Aujourd’hui j’aimerais vous parler d’une lecture que j’ai faite la semaine dernière et qui m’a bouleversée. En effet, je pense que c’est un texte qui va marquer profondément mon parcours de lectrice, un texte qui va rester, dont j’entends encore l’écho. Laissez-vous portez par les chants inuits portés par le vent de la banquise et l’imaginaire de l’autrice. Bérengère Cournut nous happe dans un univers qui est pour beaucoup d’entre nous inconnu, lointain, inaccessible et désertique : la terre des inuits. De sa banquise, aux hommes qui l’habite en pensant par ses esprits, l’autrice nous fait toucher du doigt tout un monde. L’héroïne, Uqsuralik, se retrouve éloignée de ses parents à cause d’une fracture dans la banquise. C’est le point de départ d’une aventure, d’une nouvelle vie, survie devrais-je plutôt dire. Elle va devoir affronter la nature souvent hostile, la faim, le froid, les hommes et les esprits. Il y a certes des passages très durs sur  ce qu’endure cette jeune fille qui deviendra femme, mais il y a des passages lumineux comme des éclairs en pleine nuit. Une fois de plus Le Tripode a emballé ce magnifique texte dans un véritable écrin digne d’un grand joaillier. Le texte est minutieusement présenté à la hauteur de l’écriture de Bérengère Cournut et à la fin vous retrouver un cahier photos noire et blanc de la banquise et de ses habitants. Excellent texte pour découvrir cette maison d’édition. Excellent roman à offrir sans modération. Il a obtenu le prix du Roman Fnac, mérité à mon sens.

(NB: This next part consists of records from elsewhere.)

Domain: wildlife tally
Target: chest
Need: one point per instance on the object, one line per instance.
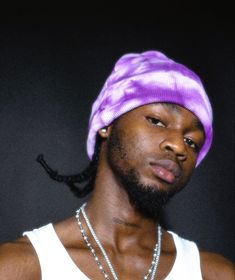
(126, 266)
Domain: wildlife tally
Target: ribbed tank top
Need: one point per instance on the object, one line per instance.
(56, 263)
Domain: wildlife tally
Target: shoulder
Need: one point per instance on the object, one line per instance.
(216, 267)
(18, 260)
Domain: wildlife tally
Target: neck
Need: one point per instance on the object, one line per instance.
(114, 218)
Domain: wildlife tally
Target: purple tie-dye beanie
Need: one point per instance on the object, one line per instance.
(142, 78)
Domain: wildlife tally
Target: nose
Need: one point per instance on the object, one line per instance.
(175, 144)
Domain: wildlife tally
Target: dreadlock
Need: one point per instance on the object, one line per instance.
(88, 174)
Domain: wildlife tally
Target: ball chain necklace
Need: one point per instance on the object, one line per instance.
(156, 252)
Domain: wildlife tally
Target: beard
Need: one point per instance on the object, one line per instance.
(147, 200)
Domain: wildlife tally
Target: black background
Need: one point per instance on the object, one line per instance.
(53, 64)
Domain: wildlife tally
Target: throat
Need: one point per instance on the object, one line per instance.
(124, 223)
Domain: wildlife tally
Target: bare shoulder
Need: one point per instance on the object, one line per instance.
(216, 267)
(18, 260)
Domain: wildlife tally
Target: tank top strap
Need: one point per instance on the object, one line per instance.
(55, 262)
(187, 262)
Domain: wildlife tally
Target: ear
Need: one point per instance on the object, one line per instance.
(105, 131)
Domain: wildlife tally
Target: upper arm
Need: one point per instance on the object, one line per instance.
(216, 267)
(18, 261)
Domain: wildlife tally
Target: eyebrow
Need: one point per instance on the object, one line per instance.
(175, 107)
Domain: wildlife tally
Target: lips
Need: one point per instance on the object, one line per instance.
(166, 169)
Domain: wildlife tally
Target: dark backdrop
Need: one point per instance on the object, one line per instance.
(50, 73)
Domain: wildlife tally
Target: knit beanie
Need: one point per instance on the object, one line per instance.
(149, 77)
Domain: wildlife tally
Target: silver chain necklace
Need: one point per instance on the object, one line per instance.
(156, 252)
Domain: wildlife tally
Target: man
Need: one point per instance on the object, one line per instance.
(150, 126)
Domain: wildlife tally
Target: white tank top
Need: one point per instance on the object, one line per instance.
(56, 263)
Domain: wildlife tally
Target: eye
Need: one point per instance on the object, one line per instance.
(191, 143)
(155, 121)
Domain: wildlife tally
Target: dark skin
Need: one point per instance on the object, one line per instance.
(148, 133)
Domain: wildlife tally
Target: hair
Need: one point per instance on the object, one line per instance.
(88, 174)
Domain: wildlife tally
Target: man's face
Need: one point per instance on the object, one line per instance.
(154, 149)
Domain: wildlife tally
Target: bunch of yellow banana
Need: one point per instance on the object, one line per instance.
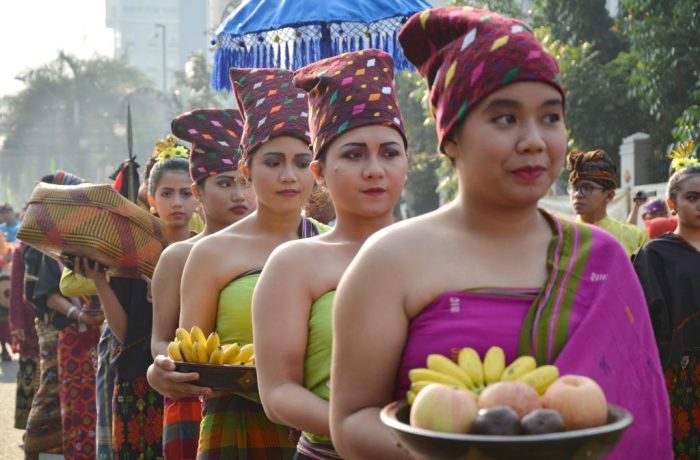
(471, 374)
(195, 348)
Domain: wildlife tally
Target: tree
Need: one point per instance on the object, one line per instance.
(194, 88)
(420, 191)
(71, 115)
(577, 23)
(666, 78)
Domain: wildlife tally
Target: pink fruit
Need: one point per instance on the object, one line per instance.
(442, 408)
(520, 397)
(579, 400)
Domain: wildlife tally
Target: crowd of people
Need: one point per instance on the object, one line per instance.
(342, 305)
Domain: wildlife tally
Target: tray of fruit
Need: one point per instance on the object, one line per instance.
(222, 368)
(476, 410)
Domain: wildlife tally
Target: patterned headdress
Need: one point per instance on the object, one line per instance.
(595, 166)
(271, 106)
(466, 54)
(215, 136)
(349, 91)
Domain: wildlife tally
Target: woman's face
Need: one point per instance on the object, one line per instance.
(174, 200)
(227, 197)
(589, 198)
(687, 202)
(511, 147)
(280, 174)
(364, 170)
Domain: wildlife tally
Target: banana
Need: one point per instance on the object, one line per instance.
(418, 385)
(217, 356)
(174, 351)
(410, 396)
(494, 364)
(446, 366)
(433, 376)
(519, 368)
(246, 352)
(541, 378)
(212, 342)
(187, 351)
(200, 352)
(469, 360)
(231, 353)
(183, 336)
(196, 333)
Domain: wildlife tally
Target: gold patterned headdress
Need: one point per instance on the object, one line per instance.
(682, 156)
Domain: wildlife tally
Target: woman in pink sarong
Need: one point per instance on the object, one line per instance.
(490, 268)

Note de l’éditeur :  « Les Inuit sont un peuple de chasseurs nomades se déployant dans l’Arctique depuis un millier d’années. Jusqu’à très récemment, ils n’avaient d’autres ressources à leur survie que les animaux qu’ils chassaient, les pierres laissées libres par la terre gelée, les plantes et les baies poussant au soleil de minuit. Ils partagent leur territoire immense avec nombre d’animaux plus ou moins migrateurs, mais aussi avec les esprits et les éléments. L’eau sous toutes ses formes est leur univers constant, le vent entre dans leurs oreilles et ressort de leurs gorges en souffles rauques. Pour toutes les occasions, ils ont des chants, qu’accompagne parfois le battement des tambours chamaniques. » (note liminaire du roman). Dans ce monde des confins, une nuit, une fracture de la banquise sépare une jeune femme inuit de sa famille. Uqsuralik se voit livrée à elle-même, plongée dans la pénombre et le froid polaire. Elle n’a d’autre solution pour survivre que d’avancer, trouver un refuge. Commence ainsi pour elle, dans des conditions extrêmes, le chemin d’une quête qui, au-delà des vastitudes de l’espace arctique, va lui révéler son monde intérieur. Deux ans après son roman Née contente à Oraibi, qui nous faisait découvrir la culture des indiens hopis, Bérengère Cournut poursuit sa recherche d’une vision alternative du monde avec un roman qui nous amène cette fois-ci dans le monde inuit. Empreint à la fois de douceur, d’écologie et de spiritualité, De pierre et d’os nous plonge dans le destin solaire d’une jeune femme eskimo.

Biographie de l’autrice : Bérengère Cournut est correctrice dans la presse et l’édition et écrivaine. Un temps secrétaire du traducteur Pierre Leyris, dont elle accompagne les œuvres posthumes chez l’éditeur José Corti (Pour mémoire, 2002 ; La Chambre du traducteur, 2007), elle publie son premier roman, « L’Écorcobaliseur », en 2008. Elle a publié trois livres aux éditions Attila et deux plaquettes de poésie à L’Oie de Cravan, où elle déploie un univers littéraire onirique empreint de fantaisie langagière. Elle est également auteure de « Palabres » (Attila, 2011), publié sous le pseudonyme Urbano Moacir Espedite en collaboration avec Nicolas Tainturier (ils apparaissent en page de couverture comme « traducteurs du portugnol »). Enfin, elle publie en 2016 un roman intitulé « Née contente à Oraibi » (Éditions Le Tripode) inspiré d’un voyage qu’elle a fait sur les plateaux de l’Arizona, à la rencontre de la tribu amérindienne des Hopis.